How to have a look at your command historical past listing in macOS’s Terminal
With the Terminal in macOS, it can save you a lot of time and kind much less by utilizing the command historical past capabilities constructed into the Terminal shell. The shell retains a report of the instructions you run, and you may entry this historical past with a number of easy keystrokes to run instructions once more or edit them so that you don’t must retype them.
You can test to see what instructions are in your historical past at any time by operating the historical past
command. When you kind historical past
and press Return, Terminal shows an inventory of the instructions within the historical past listing. For instance:
1 ls
2 cd ..
3 ls
4 cd kirk
Each line contains the variety of the command (from the primary to the final) and the command itself. Terminal contains all instructions, whether or not or not they had been profitable. This implies that misguided or misspelled ones will seem within the historical past.
Limit the historical past listing
There are a number of methods of displaying your historical past listing. In most instances, you need to see the most-recent instructions.

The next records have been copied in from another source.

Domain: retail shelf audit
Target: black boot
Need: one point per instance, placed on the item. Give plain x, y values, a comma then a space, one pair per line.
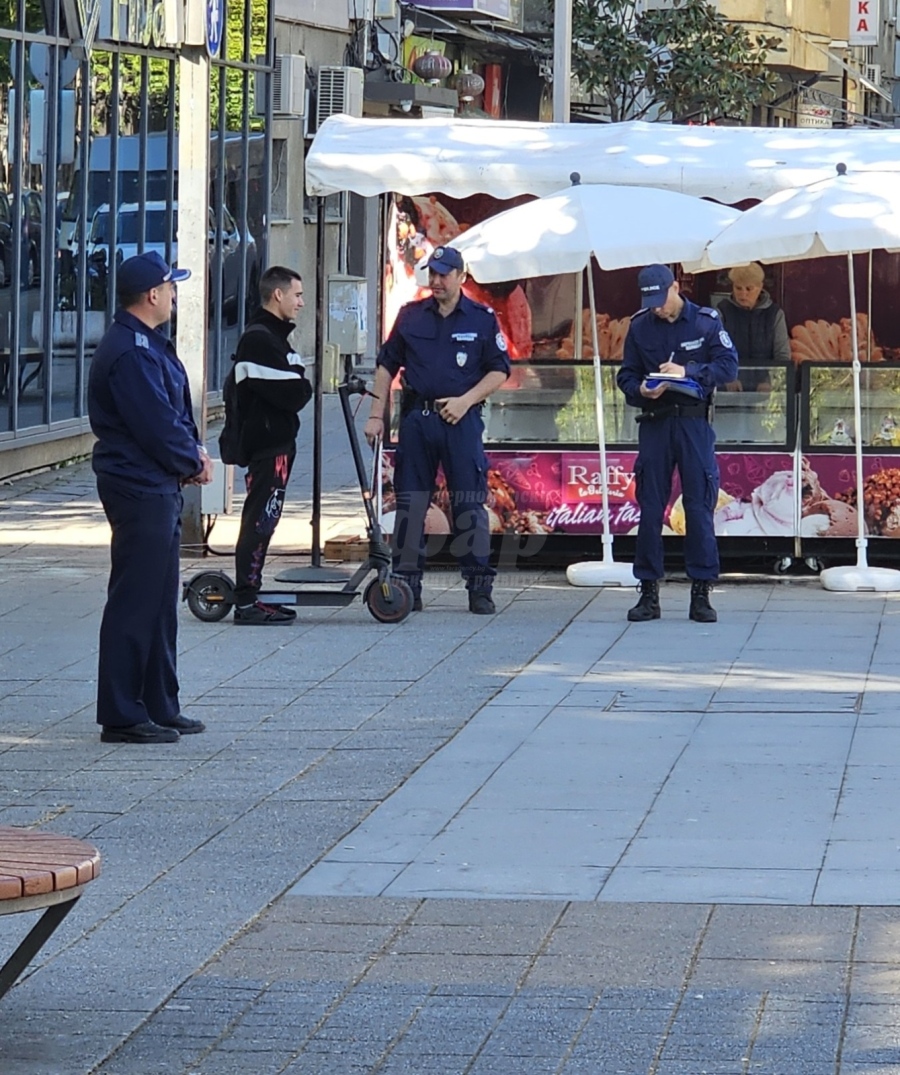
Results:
700, 607
647, 606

One means to do that is to run the historical past
command with an argument that claims what number of instructions you need to show.
For instance, historical past
5
tells the shell to show the instructions beginning with the fifth one within the historical past listing. You can enter any quantity as an argument for the historical past
command; in case you enter a quantity that’s invalid (almost definitely, your listing isn’t so long as the quantity you entered), Terminal will reply with fc: no such occasion
.
Time-saving shortcuts
As mentioned in a separate article, you possibly can transfer up or down your historical past listing by urgent the arrow keys. This is the simplest option to rerun a command you executed lately. But in case your command is additional again within the listing, there are faster methods to inform the shell which one to run.
Say you might have displayed your lengthy historical past listing, and a part of it seems like this:
329 find Walden
330 historical past
331 ls -l
If you need to re-execute the command find Walden
, kind !329
. The exclamation level (!
) is a shortcut for a command within the historical past listing. If you enter a quantity after it (with no house between), Terminal runs the command that has that absolute quantity within the historical past.
Relative numbers: Another option to specify a earlier command is by utilizing a relative quantity, or the nth command again from the top of the listing. For instance, in case your historical past is 200 entries lengthy and also you need to enter the fifth command again from the 2 hundredth entry, enter !-5
.
Characters: You can inform the shell to run the final command that begins with a particular string of characters. For instance, one other option to run the identical find Walden
command can be to kind !loc
(with no house after the exclamation level).
Enter as few characters as you need after the exclamation level. The shell will cease on the first incidence of a string that matches these characters. In the instance simply talked about, I might have typed !lo
since there have been no different instructions that started with these letters. But if I had merely entered !l
, the instance would have run command 331, the ls -l
command, as a result of this could have been the primary match.
Editor’s be aware: Parts of this text had been tailored from The Mac OS X Command Line: Unix Under the Hood, by Kirk McElhearn (2004; reprinted by permission of Sybex). It has been up to date to mirror the adjustments within the Terminal for macOS Big Sur.